También abomina Camus de esa idea que dicta que el amor a la patria tiene algo que ver con tomar las armas para someter al vecino. La pregunta del antiguo amigo alemán, "¿no ama usted a su país?", cuando el escritor argumenta que su patriotismo no es incondicional, sino que tiene su límite en el respeto a la idea de justicia, está presente en el texto de las cuatro cartas. Para un fanático, el patriotismo se demuestra a través de la voluntad ciega de seguir los dictados del líder que encarna a la nación. Para Camus, que abogaba ya por entonces por la idea de una Europa unida, no a través de la conquista de territorios, sino por la voluntad soberana de sus habitantes, la libertad de pensamiento, esa que se recoge en la tradición humanista del viejo continente, está por encima de idiosincracias nacionalistas. La frase es tan simple, tan hermosa y a la vez tan profunda, que debería estar inscrita en la pared presidiendo las clases en los colegios e institutos de todos los países democráticos: "Me gustaría amar a mi país sin dejar de amar a la justicia".

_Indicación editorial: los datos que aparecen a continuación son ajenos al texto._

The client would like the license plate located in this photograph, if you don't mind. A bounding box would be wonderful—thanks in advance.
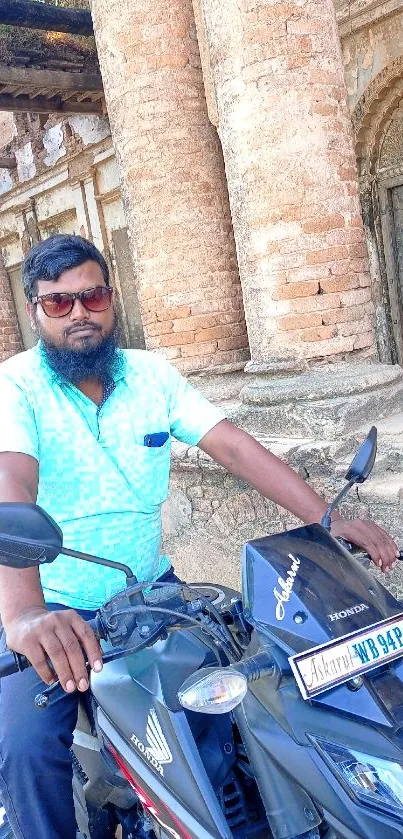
[288,614,403,699]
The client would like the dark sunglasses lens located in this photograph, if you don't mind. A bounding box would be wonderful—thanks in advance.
[81,286,112,312]
[40,294,73,318]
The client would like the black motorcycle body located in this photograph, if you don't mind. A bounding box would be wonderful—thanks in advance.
[0,429,403,839]
[69,525,403,839]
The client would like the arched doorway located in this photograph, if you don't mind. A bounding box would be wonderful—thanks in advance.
[353,64,403,365]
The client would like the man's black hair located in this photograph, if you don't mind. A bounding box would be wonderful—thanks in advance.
[21,233,109,300]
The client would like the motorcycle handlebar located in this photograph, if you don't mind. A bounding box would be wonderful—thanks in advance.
[0,619,99,679]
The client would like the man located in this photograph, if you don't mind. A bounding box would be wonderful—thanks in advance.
[0,235,396,839]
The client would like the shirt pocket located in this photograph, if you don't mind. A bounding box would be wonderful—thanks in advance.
[133,437,171,507]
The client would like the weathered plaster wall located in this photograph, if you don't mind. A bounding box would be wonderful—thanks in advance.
[336,0,403,111]
[0,110,141,360]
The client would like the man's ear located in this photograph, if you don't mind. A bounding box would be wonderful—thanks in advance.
[25,300,38,334]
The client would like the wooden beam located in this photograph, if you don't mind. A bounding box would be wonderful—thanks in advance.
[0,0,94,35]
[0,155,17,169]
[0,65,102,90]
[0,93,104,114]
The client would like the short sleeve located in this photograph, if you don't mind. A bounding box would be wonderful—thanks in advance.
[168,365,226,446]
[0,375,39,460]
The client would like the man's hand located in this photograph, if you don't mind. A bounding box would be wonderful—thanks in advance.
[331,518,399,572]
[6,607,102,693]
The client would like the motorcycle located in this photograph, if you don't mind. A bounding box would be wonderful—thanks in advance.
[0,428,403,839]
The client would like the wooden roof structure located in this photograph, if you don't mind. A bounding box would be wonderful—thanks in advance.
[0,0,105,114]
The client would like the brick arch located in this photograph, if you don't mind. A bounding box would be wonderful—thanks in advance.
[352,55,403,176]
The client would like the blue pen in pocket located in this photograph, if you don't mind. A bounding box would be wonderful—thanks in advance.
[144,431,169,449]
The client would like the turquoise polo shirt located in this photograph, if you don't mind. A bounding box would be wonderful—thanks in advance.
[0,344,224,609]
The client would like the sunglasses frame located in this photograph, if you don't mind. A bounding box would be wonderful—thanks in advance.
[31,285,113,320]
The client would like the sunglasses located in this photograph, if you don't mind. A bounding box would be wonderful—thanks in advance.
[31,285,113,318]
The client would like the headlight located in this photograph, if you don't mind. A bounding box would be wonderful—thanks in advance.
[178,667,248,714]
[312,737,403,820]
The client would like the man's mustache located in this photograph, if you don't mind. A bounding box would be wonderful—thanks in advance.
[64,321,102,335]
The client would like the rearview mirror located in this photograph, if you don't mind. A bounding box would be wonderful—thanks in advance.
[321,425,378,532]
[346,425,378,484]
[0,501,63,568]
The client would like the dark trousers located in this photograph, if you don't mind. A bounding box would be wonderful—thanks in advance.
[0,571,178,839]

Así pues, la lucha que se desarrolló en Europa durante seis años terribles fue entre libertad y barbarie, pero también entre fanatismo y conocimiento. Esta es una certeza absoluta en el pensamiento de un hombre que basó buena parte de su filosofía en la duda. A pesar de todo, atisbando ya la Europa de la postguerra, el autor de Los justos sabe que el futuro de Francia y Alemania depende de que no vuelvan a repetirse los mismos desastrosos errores, que ambas naciones caminen juntas hacia un mismo destino de libertad, igualdad y fraternidad. Frente a los horrores del presente, es bueno pensar que existirá un mañana mejor, que justifique los inmensos sacrificios y que nos deje, como principal legado, una definición de la palabra patria mucho más acorde con el bienestar de los ciudadanos que la conforman y no como la obediencia incondicional a un Leviatán envuelto en los colores de la bandera nacional:
"Las palabras adquieren siempre el color de los actos o de los sacrificios que suscitan. Y la palabra patria adquiere entre ustedes reflejos sangrientos y ciegos, que me la harán siempre ajena, en tanto que nosotros hemos puesto en la misma palabra la llama de una inteligencia en la que el valor es más difícil, pero en la que el hombre sale ganando. Como habrá comprendido ya, mi lenguaje, en realidad, no ha cambiado. Sigo diciendo lo mismo que le decía en 1939."